For programmers, The New Keyword is used to allocate objects. When releasing an object, they only need to assign null values to all references of the object so that the program cannot access this object, we call this object "inaccessible ". GC recycles the memory space of all "inaccessible" objects.
For GC, when a programmer creates an object, GC starts to monitor the address, size, and usage of the object. Generally, GC records and manages all objects in heap by Directed Graphs. This method is used to determine which objects are "reachable" and which objects are "inaccessible ". when GC determines that some objects are "inaccessible", GC has the responsibility to recycle the memory space.
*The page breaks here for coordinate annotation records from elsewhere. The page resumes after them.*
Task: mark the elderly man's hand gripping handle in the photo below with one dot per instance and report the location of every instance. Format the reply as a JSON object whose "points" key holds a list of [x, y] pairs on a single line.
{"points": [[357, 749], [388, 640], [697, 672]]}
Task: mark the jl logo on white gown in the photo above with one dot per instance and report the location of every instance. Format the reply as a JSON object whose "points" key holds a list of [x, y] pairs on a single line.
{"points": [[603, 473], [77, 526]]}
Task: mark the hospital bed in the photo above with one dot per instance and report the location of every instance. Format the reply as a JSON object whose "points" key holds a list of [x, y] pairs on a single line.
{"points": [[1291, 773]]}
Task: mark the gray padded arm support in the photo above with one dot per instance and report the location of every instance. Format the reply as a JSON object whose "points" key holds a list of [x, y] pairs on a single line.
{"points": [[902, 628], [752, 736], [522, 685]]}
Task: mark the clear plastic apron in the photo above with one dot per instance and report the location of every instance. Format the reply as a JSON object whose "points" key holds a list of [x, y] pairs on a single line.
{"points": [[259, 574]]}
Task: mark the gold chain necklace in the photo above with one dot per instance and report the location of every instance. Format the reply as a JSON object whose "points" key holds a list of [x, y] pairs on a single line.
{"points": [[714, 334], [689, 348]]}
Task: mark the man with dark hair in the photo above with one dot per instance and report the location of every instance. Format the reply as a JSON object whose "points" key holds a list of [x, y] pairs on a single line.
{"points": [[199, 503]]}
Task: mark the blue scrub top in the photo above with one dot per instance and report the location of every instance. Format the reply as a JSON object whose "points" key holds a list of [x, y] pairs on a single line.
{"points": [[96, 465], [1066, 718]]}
However, to ensure that GC can be implemented on different platforms, many GC behaviors are not strictly defined in the Java specification. For example, there are no clear rules on the types of recycling algorithms used and when to recycle them. Therefore, the implementers of different JVM often have different implementation algorithms. This also brings many uncertainties to the Development of Java programmers. This article studies several issues related to GC and strives to reduce the negative impact of such uncertainty on Java programs.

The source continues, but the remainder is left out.